Dynamic Line Ratings:

DLR monitors real-time ambient conditions, such as wind speed and temperature, which cool or heat transmission lines. These factors are used to calculate the true capacity of transmission lines, based on their thermal limits. In cold or windy conditions, DLR allows significantly more power flow than a static rating, which is based conservatively on hot and still conditions. FERC’s order to use Ambient Adjusted Ratings will support greater line capacity in standard conditions, but DLR is especially helpful in extreme scenarios when multiple weather conditions should be factored into line rating. Basing line ratings on real-time data also detects when flows should be reduced to continue safe and reliable operation in extreme heat. In addition, DLR technologies are also helpful in identifying damaged or aging infrastructure, thereby allowing operators to respond more quickly to outages, including those caused by extreme weather. 
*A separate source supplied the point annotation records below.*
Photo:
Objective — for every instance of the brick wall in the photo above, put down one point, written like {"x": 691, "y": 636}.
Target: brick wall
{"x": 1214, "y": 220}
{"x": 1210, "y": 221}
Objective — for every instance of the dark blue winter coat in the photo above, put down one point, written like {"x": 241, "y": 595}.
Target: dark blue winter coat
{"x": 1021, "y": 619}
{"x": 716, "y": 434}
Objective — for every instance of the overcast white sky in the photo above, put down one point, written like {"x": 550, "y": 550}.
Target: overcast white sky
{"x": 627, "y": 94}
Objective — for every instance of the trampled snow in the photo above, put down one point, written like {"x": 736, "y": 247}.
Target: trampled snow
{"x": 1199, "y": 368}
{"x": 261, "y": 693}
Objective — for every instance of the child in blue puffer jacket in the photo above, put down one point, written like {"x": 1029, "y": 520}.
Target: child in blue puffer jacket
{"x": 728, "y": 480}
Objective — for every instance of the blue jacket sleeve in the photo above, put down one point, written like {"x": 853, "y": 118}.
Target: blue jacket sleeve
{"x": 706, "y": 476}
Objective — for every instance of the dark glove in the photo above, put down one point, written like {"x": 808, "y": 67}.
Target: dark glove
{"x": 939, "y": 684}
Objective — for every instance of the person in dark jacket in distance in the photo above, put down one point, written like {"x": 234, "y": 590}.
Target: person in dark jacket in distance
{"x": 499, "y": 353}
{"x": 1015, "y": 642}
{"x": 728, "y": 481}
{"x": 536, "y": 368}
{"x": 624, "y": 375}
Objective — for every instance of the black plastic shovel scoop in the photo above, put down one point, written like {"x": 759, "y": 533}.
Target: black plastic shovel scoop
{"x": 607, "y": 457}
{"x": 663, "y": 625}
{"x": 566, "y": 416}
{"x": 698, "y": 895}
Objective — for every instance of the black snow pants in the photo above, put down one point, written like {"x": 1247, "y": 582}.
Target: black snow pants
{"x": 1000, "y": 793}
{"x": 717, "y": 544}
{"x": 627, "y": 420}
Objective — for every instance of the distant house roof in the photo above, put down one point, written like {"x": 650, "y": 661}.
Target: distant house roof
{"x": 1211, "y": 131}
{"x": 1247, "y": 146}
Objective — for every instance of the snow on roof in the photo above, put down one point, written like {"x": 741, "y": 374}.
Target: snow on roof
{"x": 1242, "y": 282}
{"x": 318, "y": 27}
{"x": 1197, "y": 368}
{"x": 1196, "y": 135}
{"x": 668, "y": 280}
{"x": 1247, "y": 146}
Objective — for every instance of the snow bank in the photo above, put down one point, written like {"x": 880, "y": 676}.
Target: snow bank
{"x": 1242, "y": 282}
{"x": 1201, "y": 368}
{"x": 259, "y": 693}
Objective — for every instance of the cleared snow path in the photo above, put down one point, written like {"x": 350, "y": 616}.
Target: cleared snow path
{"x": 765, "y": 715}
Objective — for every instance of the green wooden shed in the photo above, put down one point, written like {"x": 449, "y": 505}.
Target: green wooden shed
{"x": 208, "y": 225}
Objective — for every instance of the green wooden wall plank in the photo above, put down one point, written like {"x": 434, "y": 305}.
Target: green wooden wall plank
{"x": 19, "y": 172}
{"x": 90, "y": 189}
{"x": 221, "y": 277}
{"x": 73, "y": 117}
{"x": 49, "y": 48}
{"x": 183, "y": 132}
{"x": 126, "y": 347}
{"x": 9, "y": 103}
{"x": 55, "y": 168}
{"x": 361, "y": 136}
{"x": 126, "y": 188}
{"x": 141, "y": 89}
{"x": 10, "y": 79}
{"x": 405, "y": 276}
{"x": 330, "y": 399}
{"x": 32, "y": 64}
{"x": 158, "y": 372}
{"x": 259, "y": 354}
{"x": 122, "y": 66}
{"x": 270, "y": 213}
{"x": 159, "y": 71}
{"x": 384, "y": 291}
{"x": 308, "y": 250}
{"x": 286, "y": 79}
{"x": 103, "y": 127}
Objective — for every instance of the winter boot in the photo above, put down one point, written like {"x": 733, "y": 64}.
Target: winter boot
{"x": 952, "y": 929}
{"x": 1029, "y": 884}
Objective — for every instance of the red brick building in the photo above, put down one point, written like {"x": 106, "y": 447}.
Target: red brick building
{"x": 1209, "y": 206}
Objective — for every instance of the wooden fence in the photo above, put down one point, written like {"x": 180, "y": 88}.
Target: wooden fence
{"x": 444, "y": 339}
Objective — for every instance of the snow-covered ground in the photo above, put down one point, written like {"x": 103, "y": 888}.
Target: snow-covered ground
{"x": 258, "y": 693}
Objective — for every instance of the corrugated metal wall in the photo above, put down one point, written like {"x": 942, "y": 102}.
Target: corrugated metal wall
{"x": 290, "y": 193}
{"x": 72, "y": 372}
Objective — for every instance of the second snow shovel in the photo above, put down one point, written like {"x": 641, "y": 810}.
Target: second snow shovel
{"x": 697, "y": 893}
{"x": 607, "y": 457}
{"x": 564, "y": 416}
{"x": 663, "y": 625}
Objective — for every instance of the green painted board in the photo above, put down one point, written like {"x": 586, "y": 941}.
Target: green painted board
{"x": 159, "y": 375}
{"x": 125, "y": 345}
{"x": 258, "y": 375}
GETs such as DLR can be a critical tool to improve grid reliability since DLR sensors can also evaluate conductor health and detect adverse phenomenon like galloping, conductor creep, excessive sag, blowout, conductor fatigue, ice accretion and wildfires. When DLR systems are integrated into utility operations, real-time awareness can be routed directly into the utility’s EMS system for real-time system awareness. 

Advanced Power Flow Control

Power flow control technologies are uniquely able to actively balance electrical flows on transmission lines. The hardware can intelligently raise or lower the impedance, or the opposition to current, in real time to ensure that power is delivered on lines that have available capacity. APFC technology expands on this function with enhancements such as faster and more flexible deployment options, easy scaling to meet the size of the need, and ability to relocate when needed elsewhere on the grid. 

During extreme weather events, outages, shifts in resource mix availability, and even increased customer demand, APFC can alter the flow of power on the grid, ensuring that lines are not overloaded and rerouting power along underutilized transmission corridors to ensure delivery.  

Destructive natural disaster events—such as Superstorm Sandy underscore the importance of planning in ways that build optionality into grid operations. APFC allows operators to rapidly respond to changes in available generation and transmission to reduce the length and scale of outages and facilitate optimal system recovery. 

Topology Optimization

Transmission topology optimization software models the grid’s network and power flow conditions to identify ways to reroute power flow around congested, overloaded, or compromised transmission elements. These “reconfigurations” are implemented through switching on or off existing high voltage circuit breakers.  

In normal operations, topology control increases the transfer capacity of the grid by distributing flow more evenly over the network. When extreme weather causes outages or other changes to power flow, topology optimization can identify a suite of operational changes to stabilize the grid and deliver as much power as possible. The feasibility and benefits of optimally reconfiguring the transmission grid under extreme event conditions has been showcased in studies of Corrective Action Plans in SPP (see presentation by Ruiz et al in FERC Docket AD10-12-009, slides 23 and 24), where in all three existing Corrective Action Plans studied, the use of load shedding was avoided by using one or two optimal grid reconfigurations.